El estudio de las atmósferas en los denominados júpiteres calientes representó un desafío constante para la astrofísica moderna.
Estas masas gaseosas, situadas en órbitas muy cercanas a sus soles, presentaban una característica común que frustraba cualquier análisis detallado.
Una cobertura de nubes perenne y opaca actuaba como un velo impenetrable, mezclando las señales químicas hasta hacerlas irreconocibles para los instrumentos de anteriores telescopios espaciales.
La información recogida desde la Tierra ofrecía una imagen borrosa y poco fiable de la composición real de estos cuerpos celestes.
La llegada del telescopio espacial James Webb cambió las reglas del juego de manera radical permitiendo que un grupo internacional de investigadores, con la Universidad Johns Hopkins al frente, aplicara una técnica de observación completamente novedosa sobre el exoplaneta WASP-94A b, localizado en la constelación de Microscopium.
Mediante el instrumento NIRISS, el equipo dividió el tránsito del planeta frente a su estrella en dos sectores geográficos exactos.
Por un lado, aislaron el limbo delantero, la región donde la luz del amanecer baña la atmósfera tras la noche. Por el otro, capturaron el limbo trasero, el punto exacto donde el calor diurno se desvanece hacia el crepúsculo.
En las mañanas, un cielo de roca líquida
Los datos recogidos por el James Webb revelaron una arquitectura climática que desafía el sentido común terrestre.
Las regiones matutinas de WASP-94A b muestran una actividad frenética en sus capas superiores. El análisis espectroscópico identificó formaciones densas compuestas por silicato de magnesio, un mineral que en nuestro planeta constituye la base fundamental de las rocas.
Esta neblina de partículas sólidas en suspensión domina el paisaje del amanecer, creando una barrera reflectante que hasta ahora había distorsionado todas las lecturas globales del planeta.
Atardeceres cristalinos y libres de obstáculos
El escenario opuesto se despliega en el otro extremo del planeta. Mientras el limbo matutino hierve en una sopa de minerales, el atardecer expone un firmamento absolutamente límpido y transparente.
Los sensores infrarrojos del telescopio no hallaron rastro alguno de las nubes de silicato en este sector. Esta ventana despejada permitió a los científicos acceder directamente a las capas profundas de la atmósfera sin interferencias.
La claridad en el ocaso eliminó por primera vez las sombras que durante veinte años ocultaron la verdadera naturaleza química de estos gigantes gaseosos.
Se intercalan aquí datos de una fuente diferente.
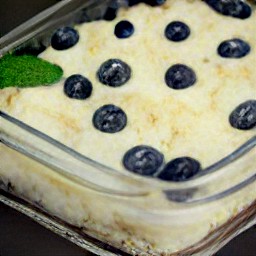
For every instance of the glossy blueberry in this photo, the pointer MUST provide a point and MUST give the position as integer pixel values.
(235, 8)
(64, 38)
(234, 48)
(180, 77)
(180, 169)
(109, 119)
(177, 31)
(143, 160)
(114, 73)
(78, 87)
(243, 117)
(124, 29)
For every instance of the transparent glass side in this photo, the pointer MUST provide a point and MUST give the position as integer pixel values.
(238, 168)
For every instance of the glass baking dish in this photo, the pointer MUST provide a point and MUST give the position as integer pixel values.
(73, 190)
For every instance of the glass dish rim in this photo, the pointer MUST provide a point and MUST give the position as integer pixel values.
(155, 183)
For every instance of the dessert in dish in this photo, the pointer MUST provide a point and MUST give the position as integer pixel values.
(154, 92)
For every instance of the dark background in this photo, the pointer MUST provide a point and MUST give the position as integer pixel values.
(19, 236)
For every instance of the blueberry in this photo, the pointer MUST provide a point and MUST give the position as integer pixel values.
(114, 73)
(235, 8)
(143, 160)
(78, 87)
(234, 48)
(177, 31)
(124, 29)
(109, 119)
(180, 169)
(243, 117)
(64, 38)
(180, 77)
(155, 2)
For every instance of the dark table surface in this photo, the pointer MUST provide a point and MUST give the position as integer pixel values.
(19, 236)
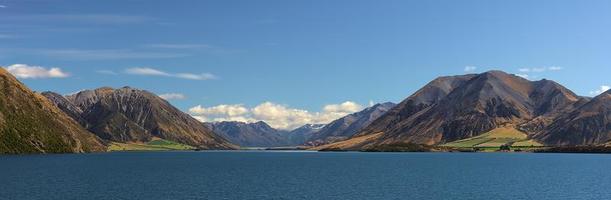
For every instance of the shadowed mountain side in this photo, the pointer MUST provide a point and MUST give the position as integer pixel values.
(459, 107)
(346, 127)
(132, 115)
(29, 123)
(590, 124)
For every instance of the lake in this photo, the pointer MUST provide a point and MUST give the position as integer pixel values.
(305, 175)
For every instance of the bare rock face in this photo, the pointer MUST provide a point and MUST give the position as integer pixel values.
(459, 107)
(258, 134)
(589, 124)
(132, 115)
(346, 127)
(29, 123)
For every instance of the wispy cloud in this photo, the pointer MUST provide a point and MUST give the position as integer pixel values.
(523, 75)
(107, 72)
(603, 88)
(35, 72)
(276, 115)
(539, 69)
(147, 71)
(6, 36)
(531, 72)
(102, 54)
(81, 18)
(173, 96)
(179, 46)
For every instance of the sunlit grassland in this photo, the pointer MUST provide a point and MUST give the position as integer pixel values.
(154, 145)
(495, 139)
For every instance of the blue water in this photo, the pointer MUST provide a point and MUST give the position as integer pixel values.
(305, 175)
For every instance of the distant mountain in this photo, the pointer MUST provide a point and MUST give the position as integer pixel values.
(590, 124)
(346, 127)
(458, 107)
(301, 135)
(29, 123)
(257, 134)
(260, 134)
(132, 115)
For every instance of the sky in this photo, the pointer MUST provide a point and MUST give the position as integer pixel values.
(300, 61)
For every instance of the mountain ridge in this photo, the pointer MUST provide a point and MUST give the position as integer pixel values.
(29, 123)
(132, 115)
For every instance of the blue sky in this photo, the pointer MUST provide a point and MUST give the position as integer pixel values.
(301, 54)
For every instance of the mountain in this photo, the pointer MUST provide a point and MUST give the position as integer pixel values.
(590, 124)
(130, 115)
(257, 134)
(301, 135)
(346, 127)
(260, 134)
(458, 107)
(29, 123)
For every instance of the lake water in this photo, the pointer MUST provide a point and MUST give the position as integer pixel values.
(305, 175)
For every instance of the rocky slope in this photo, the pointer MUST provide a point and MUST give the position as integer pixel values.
(459, 107)
(257, 134)
(132, 115)
(29, 123)
(346, 127)
(590, 124)
(301, 135)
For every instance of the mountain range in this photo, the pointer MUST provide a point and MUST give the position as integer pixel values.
(491, 108)
(29, 123)
(260, 134)
(460, 107)
(129, 115)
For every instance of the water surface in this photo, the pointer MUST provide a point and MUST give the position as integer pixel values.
(305, 175)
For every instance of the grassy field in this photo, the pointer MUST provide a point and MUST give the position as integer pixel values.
(495, 139)
(154, 145)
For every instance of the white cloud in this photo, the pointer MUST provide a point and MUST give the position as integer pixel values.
(554, 68)
(179, 46)
(527, 72)
(172, 96)
(523, 75)
(524, 70)
(202, 76)
(222, 110)
(5, 36)
(470, 68)
(146, 71)
(107, 72)
(100, 54)
(82, 18)
(276, 115)
(602, 89)
(34, 72)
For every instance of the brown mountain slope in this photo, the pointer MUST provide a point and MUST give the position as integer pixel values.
(345, 127)
(475, 105)
(590, 124)
(29, 123)
(258, 134)
(132, 115)
(424, 98)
Jupiter seen from the James Webb Space Telescope. pic.twitter.com/UoA5oByWZP
— Black Hole (@konstructivizm) May 14, 2026
El horno extremo que evapora las nubes
Los especialistas explican esta dicotomía climática mediante un modelo de circulación térmica de una violencia extrema.
Entre el hemisferio diurno y el nocturno se abre una brecha de temperatura que ronda los 177 grados centígrados. Las nubes minerales nacen y se condensan en la fría oscuridad del lado nocturno, pero su viaje hacia el día las condena a desaparecer.
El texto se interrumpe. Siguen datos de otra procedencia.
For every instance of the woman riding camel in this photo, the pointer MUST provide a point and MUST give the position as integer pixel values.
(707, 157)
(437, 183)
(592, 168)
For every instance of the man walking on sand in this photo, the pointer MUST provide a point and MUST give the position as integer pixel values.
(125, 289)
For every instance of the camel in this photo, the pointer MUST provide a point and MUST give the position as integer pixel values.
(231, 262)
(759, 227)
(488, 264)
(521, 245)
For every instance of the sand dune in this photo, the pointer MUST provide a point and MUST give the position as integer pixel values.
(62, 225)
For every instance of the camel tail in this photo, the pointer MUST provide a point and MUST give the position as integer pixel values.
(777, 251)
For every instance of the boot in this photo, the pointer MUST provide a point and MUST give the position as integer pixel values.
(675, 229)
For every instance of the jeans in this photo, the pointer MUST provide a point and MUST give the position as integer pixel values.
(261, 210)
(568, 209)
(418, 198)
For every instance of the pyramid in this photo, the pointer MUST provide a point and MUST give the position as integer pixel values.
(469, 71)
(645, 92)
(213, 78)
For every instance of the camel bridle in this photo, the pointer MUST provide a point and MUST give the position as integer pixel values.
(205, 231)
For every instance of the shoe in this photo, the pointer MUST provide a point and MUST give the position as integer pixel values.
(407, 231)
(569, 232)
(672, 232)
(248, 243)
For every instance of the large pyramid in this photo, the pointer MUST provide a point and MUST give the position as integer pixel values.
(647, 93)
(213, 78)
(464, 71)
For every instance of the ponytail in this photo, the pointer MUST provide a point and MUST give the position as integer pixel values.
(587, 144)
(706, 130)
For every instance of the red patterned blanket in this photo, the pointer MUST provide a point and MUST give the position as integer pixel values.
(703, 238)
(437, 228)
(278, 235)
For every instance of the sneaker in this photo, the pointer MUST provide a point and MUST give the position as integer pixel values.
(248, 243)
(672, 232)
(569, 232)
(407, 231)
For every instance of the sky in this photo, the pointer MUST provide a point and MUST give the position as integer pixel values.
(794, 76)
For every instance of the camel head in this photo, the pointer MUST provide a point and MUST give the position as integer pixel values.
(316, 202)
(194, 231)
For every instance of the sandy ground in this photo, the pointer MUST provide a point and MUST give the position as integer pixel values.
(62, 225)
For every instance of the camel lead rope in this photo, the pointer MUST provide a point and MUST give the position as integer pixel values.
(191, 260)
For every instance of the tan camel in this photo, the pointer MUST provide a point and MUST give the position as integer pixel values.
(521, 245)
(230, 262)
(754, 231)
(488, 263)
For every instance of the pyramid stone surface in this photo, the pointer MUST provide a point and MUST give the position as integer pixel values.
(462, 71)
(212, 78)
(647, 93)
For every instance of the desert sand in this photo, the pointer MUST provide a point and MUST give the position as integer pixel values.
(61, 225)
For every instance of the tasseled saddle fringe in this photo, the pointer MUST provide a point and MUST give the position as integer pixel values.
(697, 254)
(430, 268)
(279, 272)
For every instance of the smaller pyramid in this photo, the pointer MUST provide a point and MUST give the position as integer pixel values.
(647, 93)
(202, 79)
Al alcanzar la zona iluminada, donde la radiación supera los mil grados centígrados, los silicatos hierven de inmediato. El proceso vaporiza cualquier partícula sólida y esteriliza la atmósfera justo antes de la llegada del ocaso.
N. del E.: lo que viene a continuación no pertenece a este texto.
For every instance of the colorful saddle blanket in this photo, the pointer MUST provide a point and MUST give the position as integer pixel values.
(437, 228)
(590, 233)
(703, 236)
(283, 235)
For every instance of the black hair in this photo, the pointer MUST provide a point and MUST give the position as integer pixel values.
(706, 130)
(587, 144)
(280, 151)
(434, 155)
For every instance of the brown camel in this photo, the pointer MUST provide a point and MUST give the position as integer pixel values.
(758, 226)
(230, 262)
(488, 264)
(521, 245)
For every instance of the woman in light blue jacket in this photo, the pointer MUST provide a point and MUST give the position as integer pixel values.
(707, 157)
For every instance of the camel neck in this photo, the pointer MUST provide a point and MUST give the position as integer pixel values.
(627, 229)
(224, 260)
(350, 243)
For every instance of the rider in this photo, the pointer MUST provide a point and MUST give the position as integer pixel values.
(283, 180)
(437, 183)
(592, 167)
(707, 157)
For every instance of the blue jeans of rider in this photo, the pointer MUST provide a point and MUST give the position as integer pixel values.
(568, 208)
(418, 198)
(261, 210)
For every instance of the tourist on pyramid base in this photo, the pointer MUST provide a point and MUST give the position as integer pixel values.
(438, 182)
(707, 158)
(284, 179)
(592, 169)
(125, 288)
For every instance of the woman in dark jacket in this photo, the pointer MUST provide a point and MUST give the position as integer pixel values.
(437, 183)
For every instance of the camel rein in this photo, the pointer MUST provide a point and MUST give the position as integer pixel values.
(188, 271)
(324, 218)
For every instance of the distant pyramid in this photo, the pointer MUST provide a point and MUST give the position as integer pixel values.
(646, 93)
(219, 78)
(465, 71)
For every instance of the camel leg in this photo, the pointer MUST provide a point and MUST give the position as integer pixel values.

El error matemático que corrigió el James Webb
La capacidad del James Webb para separar ambas caras del planeta resolvió un conflicto químico que traía de cabeza a la comunidad científica.
Las mediciones antiguas, realizadas con telescopios como el Hubble, promediaban las señales de toda la esfera. Esa mezcla forzosa entre nubes y aire limpio generaba una ilusión óptica peligrosa.
Los cálculos de abundancia molecular sugerían cantidades de oxígeno y carbono cientos de veces superiores a las de nuestro propio Júpiter, un dato que entraba en colisión directa con todas las teorías vigentes sobre la formación de sistemas planetarios.
Al centrar los espectrógrafos exclusivamente en el limbo despejado del atardecer, la distorsión se esfumó de las ecuaciones.
La nueva firma espectral mostró una presencia de agua muy significativa y unas proporciones de carbono y oxígeno mucho más discretas.
Los valores actuales indican una abundancia apenas cinco veces mayor que la de Júpiter. Este nuevo cálculo encaja a la perfección con los modelos estándar de acreción planetaria.
El hallazgo supone un alivio para la física teórica, pues devuelve a estos colosos gaseosos al redil de las leyes conocidas de la formación estelar.